Aziz: Patron sürekli başımızda bulunduğu için bize fabrikada hiç boşluk tanımıyor. Bizi sürekli hızlı bir tempoyla makine gibi çalıştırıyor.
UİD-DER: Dışarıda milyonlarca işsiz varken, üç işçinin yapacağı işi neden bir kişi yapıyor? Bu normal mi?
Serhat: Bence çok anormal bir durum. Dışarıda o kadar çok iş arayan insan varken ben neden 11 saat çalışmak zorunda olayım ki? Mesela 8 saat çalışabiliriz, bu durumda her fabrikaya yeni işçiler alınır.
Aziz: Bence de. İşsizliğin çözümü iş saatlerinin düşürülmesiyle olur.

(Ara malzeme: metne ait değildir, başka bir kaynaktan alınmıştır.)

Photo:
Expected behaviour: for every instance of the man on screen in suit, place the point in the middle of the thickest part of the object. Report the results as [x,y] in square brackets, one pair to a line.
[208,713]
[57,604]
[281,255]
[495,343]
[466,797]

Yoksa ben neden fabrikada 3 kişinin yapacağı işi tek başıma yapayım.
UİD-DER: Önümüz 1 Mayıs, işçi sınıfının birlik mücadele ve dayanışma günü. UİD-DER “İş Saatleri Kısaltılsın, Ücretler Yükseltilsin!” adıyla bir kampanya yürütüyor. Bu konuda düşüncenizi alabilir miyiz?

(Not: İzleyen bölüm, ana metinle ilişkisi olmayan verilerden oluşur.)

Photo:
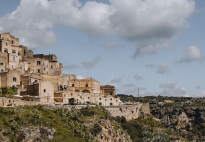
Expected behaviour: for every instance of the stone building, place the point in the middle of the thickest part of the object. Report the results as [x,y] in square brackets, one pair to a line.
[40,77]
[107,90]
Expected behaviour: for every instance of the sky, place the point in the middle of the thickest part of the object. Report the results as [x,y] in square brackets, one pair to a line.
[154,45]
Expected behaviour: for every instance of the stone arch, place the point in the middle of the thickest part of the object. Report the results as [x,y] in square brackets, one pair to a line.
[86,91]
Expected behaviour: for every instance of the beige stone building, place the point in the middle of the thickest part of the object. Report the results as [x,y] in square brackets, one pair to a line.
[40,77]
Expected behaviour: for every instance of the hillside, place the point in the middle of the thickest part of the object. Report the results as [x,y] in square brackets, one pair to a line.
[88,124]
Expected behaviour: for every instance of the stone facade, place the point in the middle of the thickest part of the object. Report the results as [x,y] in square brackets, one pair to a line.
[40,77]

Serhat: Kesinlikle katılıyorum. İş saatleri düşürülmüş olsa, aileme zaman ayırabilmiş olurum. Biraz daha sosyal bir yaşantım olurdu. 11 saat çalışmama rağmen günlüğüm 20 liraya geliyor. Hak mı bu? O yüzden ben bu kampanyayı sonuna kadar destekliyorum.

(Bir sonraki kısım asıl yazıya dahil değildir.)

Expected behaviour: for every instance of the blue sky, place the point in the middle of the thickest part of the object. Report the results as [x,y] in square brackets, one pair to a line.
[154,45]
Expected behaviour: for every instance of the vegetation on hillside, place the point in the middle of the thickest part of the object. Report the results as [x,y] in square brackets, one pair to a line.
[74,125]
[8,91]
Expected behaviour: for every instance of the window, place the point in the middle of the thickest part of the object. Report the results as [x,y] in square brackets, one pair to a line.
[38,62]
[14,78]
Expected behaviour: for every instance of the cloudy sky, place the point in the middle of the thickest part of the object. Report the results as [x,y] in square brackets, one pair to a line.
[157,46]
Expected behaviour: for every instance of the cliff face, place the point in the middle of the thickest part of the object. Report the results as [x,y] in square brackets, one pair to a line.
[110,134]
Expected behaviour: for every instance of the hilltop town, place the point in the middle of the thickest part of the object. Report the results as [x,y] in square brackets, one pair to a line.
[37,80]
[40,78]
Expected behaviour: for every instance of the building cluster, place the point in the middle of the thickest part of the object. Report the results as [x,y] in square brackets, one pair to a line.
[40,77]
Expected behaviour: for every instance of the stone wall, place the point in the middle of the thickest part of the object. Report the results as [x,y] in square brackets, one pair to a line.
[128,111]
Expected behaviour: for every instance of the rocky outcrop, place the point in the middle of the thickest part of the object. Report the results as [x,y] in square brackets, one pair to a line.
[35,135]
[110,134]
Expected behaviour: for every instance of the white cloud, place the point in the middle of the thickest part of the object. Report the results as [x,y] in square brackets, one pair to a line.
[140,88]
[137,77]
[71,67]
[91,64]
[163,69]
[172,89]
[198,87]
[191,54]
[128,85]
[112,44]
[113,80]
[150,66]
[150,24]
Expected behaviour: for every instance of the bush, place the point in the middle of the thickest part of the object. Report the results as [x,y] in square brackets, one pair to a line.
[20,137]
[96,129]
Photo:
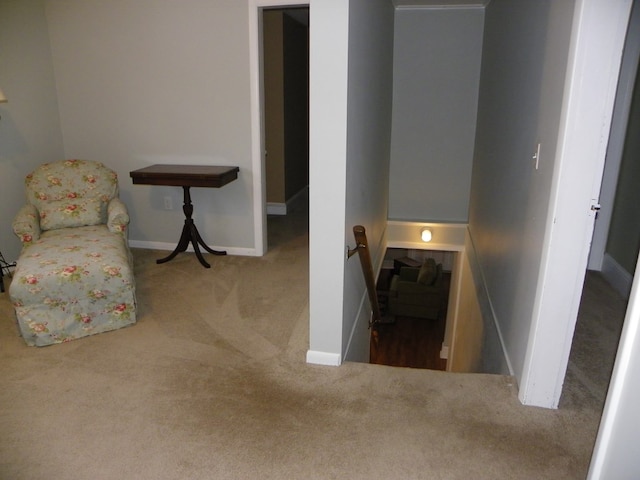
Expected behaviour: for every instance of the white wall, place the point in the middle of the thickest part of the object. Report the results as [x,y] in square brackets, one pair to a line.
[437,55]
[328,64]
[615,453]
[350,111]
[524,62]
[159,81]
[368,146]
[531,220]
[29,127]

Aziz: İş saatleri düştüğü zaman, kendine, ailene ve arkadaşlarına zaman ayırabilirsin. Düşünsene, 8 saat çalıştığımızı ve insan gibi maaşlar aldığımızı.
UİD-DER: Kampanyamızı yaygınlaştırmak için siz ne yapmak istersiniz?
Serhat: Çevremde her tanıdığımı bu konuda bilinçlendirmek isterim. Bu iş ancak bu şekilde olur zaten.
Aziz: Bence hep beraber oturup insanlara bunu yüz yüze anlatmamız lazım. İşte o zaman diğerlerine derdimizi daha iyi anlatabiliriz.
UİD-DER: Kampanyamızdaki talepleri haykırmak için 1 Mayıs’ta yerimizi alacağız. Sizi, ailenizi ve çevrenizi yanımızda görmek isteriz. Bize destek vermek için ne gibi çalışmalar yapmak istersiniz?
Serhat: Yaşadığımız mahallelerde şimdi yaptığımız gibi toplu sohbetler yapabiliriz. Çevremdeki herkesi 1 Mayıs’a çağırmak için yana döne onlara bir şeyler anlatmam lazım. Mesela bugün buraya çağırdığım arkadaşlarım, önce bana güvendikleri için geldiler. İşte herkesin çevresine kendisine güvenebileceği birilerini toplaması lazım. Bizler de bilinçlenip, bilinçli bir şekilde çalışmalar yapmalıyız.
Aziz: Ben arkadaşlarımın hepsiyle yüz yüze konuşup, onları 1 Mayıs’a getireceğim. Kısaca, hakkını aramak isteyen herkes gelsin isterim.